Water hyacinth, an invasive aquatic plant, poses serious environmental and socioeconomic challenges. Remote sensing is essential to understand and predict how species are distributed in different habitats and environmental conditions and helps with monitoring and management activities. This study is intended to model the distribution and detection of the spatiotemporal dynamics of water hyacinth via four machine-learning models in Lake Tana, Ethiopia. The study employs 11 variables for modeling and 16 variables for spatiotemporal dynamics obtained from Sentinel-1 SAR bands, Sentinel-2A bands and indices, and bioclimate data sources. The models used 458 presence and 458 randomly generated pseudoabsence as response variables and tenfold bootstrap sampling. The models were evaluated using the area under the curve (AUC), receiver operator curve (ROC), true skill statistics (TSS), coefficient of rank correlation (COR), sensitivity, specificity, and Kappa coefficient, while the spatiotemporal distribution between 2016 and 2022 was evaluated using the overall accuracy and kappa coefficient. The findings demonstrate that the random forest model outperforms the other models, with AUC values of 0.93 and 0.95, TSS values of 0.77 and 0.82, and kappa values of 0.76 and 0.82 in the wet and dry seasons, respectively.
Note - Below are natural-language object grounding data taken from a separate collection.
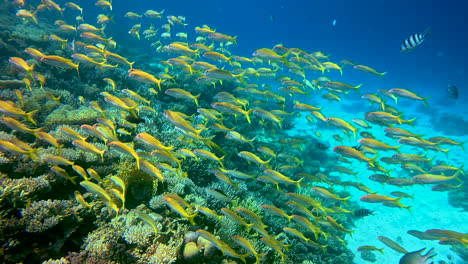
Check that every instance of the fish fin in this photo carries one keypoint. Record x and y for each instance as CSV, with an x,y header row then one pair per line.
x,y
427,32
425,101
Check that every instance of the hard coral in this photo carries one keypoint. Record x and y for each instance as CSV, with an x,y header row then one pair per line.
x,y
43,215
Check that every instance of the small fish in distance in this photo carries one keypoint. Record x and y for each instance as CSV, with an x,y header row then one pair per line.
x,y
414,40
452,91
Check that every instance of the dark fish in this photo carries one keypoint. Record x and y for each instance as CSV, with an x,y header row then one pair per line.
x,y
416,257
288,126
321,146
357,147
366,134
452,91
414,40
133,119
363,212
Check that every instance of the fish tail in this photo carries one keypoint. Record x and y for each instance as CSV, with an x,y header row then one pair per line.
x,y
28,116
455,176
425,101
77,69
408,208
410,122
298,183
357,88
461,145
247,115
427,32
195,98
397,148
191,218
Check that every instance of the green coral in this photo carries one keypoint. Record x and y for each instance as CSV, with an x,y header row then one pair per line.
x,y
43,215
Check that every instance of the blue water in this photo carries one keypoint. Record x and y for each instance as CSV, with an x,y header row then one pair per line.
x,y
364,32
369,32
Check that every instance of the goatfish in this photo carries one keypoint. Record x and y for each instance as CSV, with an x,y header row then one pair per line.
x,y
392,244
60,62
433,179
16,148
220,74
282,178
21,64
208,155
152,142
337,226
324,193
250,157
232,109
88,147
25,14
16,125
341,87
180,93
275,211
9,109
176,207
144,77
340,123
271,56
384,118
177,120
367,69
125,149
408,94
414,40
375,144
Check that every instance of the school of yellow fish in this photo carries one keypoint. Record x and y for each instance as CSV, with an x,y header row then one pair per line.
x,y
252,107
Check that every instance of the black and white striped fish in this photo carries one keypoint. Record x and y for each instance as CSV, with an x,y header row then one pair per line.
x,y
414,40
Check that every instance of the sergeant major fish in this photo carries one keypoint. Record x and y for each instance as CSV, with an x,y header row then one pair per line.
x,y
414,40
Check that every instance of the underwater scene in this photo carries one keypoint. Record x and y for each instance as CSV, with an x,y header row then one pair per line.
x,y
267,132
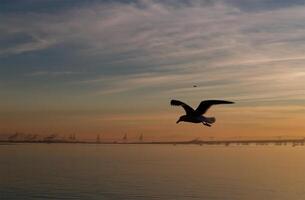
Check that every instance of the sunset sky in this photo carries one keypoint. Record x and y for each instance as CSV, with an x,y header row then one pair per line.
x,y
111,67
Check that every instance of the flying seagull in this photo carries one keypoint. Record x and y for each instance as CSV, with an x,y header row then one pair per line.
x,y
196,116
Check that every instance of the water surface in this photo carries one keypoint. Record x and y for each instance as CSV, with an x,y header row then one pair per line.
x,y
80,171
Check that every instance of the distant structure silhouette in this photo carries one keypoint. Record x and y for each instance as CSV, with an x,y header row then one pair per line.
x,y
125,137
196,116
141,138
98,139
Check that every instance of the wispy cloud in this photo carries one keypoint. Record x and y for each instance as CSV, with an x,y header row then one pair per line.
x,y
169,46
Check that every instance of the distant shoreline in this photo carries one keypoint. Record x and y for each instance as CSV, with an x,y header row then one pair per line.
x,y
293,142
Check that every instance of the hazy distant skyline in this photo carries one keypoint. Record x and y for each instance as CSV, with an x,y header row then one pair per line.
x,y
112,66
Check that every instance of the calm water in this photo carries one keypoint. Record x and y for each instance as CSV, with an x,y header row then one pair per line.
x,y
59,171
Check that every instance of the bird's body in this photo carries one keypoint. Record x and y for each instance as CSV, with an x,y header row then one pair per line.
x,y
196,116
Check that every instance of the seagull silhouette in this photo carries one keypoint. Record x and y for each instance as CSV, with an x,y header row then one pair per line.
x,y
196,116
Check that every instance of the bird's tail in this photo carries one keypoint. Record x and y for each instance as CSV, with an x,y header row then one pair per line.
x,y
211,120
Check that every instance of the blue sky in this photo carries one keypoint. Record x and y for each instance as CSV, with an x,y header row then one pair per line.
x,y
134,56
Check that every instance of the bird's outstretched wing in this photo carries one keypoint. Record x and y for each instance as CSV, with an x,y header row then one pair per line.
x,y
188,109
205,105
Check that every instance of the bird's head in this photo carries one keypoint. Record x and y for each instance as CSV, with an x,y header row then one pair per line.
x,y
181,119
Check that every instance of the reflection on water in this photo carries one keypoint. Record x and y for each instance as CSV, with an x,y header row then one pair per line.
x,y
63,171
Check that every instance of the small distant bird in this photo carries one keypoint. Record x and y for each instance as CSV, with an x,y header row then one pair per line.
x,y
196,116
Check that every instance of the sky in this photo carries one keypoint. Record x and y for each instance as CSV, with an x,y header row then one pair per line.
x,y
112,67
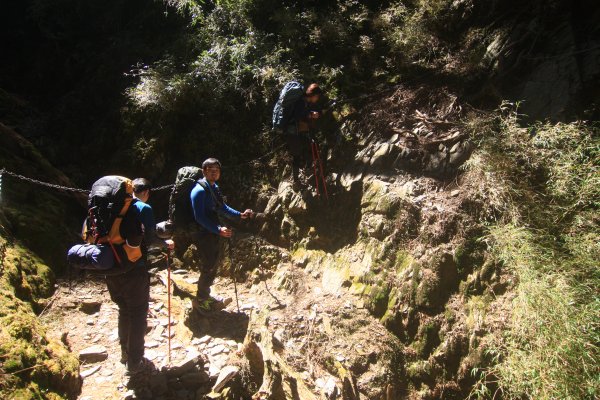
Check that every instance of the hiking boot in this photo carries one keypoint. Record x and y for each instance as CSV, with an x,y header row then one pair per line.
x,y
297,185
210,304
123,359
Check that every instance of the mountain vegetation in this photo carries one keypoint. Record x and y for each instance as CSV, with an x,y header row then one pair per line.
x,y
462,147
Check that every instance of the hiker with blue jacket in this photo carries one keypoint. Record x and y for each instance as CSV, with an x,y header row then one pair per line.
x,y
208,206
295,120
131,290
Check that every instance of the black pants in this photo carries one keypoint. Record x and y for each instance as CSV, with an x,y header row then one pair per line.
x,y
209,248
131,292
298,145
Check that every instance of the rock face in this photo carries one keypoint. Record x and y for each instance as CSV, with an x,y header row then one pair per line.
x,y
33,365
400,246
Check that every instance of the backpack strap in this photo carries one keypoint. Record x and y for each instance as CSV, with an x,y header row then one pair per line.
x,y
218,199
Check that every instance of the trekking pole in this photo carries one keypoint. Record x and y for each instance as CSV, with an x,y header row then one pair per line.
x,y
321,170
313,148
233,276
169,303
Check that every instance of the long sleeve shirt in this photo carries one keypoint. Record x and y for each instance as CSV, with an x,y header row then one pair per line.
x,y
206,210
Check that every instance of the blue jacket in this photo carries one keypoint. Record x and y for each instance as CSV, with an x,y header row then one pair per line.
x,y
206,210
146,217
B12 (16.3% and 19.7%), NDWI (14.7% and 12.4%), mean annual temperature (13.4% and 14.2%), and B5 (11.4% and 12.4%) were the most relevant variables during the wet and dry seasons, respectively, while B3, B5, B11, B12, VH, elevation, NDAVI and NDWI were the most relevant features in the spatiotemporal detection. According to the model prediction result, water hyacinths have the highest coverage during the wet season. The spatial coverage was 686.5 and 650.4 ha in 2016 and 1436.5 and 1216.5 ha in 2022 in the wet and dry seasons, respectively. Study results showed manual removal and machine harvesting were used to manage water hyacinth. The research concludes that the integration of Sentinel image indices and bands with bioclimatic variables is essential in the modeling and detection of spatiotemporal dynamics. The research recommends that geospatial technology helps in the regular assessments and timely detection of water hyacinths as a response to new infestations and prompt management actions.



Water hyacinth, remote sensing, machine learning, modeling, spatiotemporal dynamics, Lake Tana.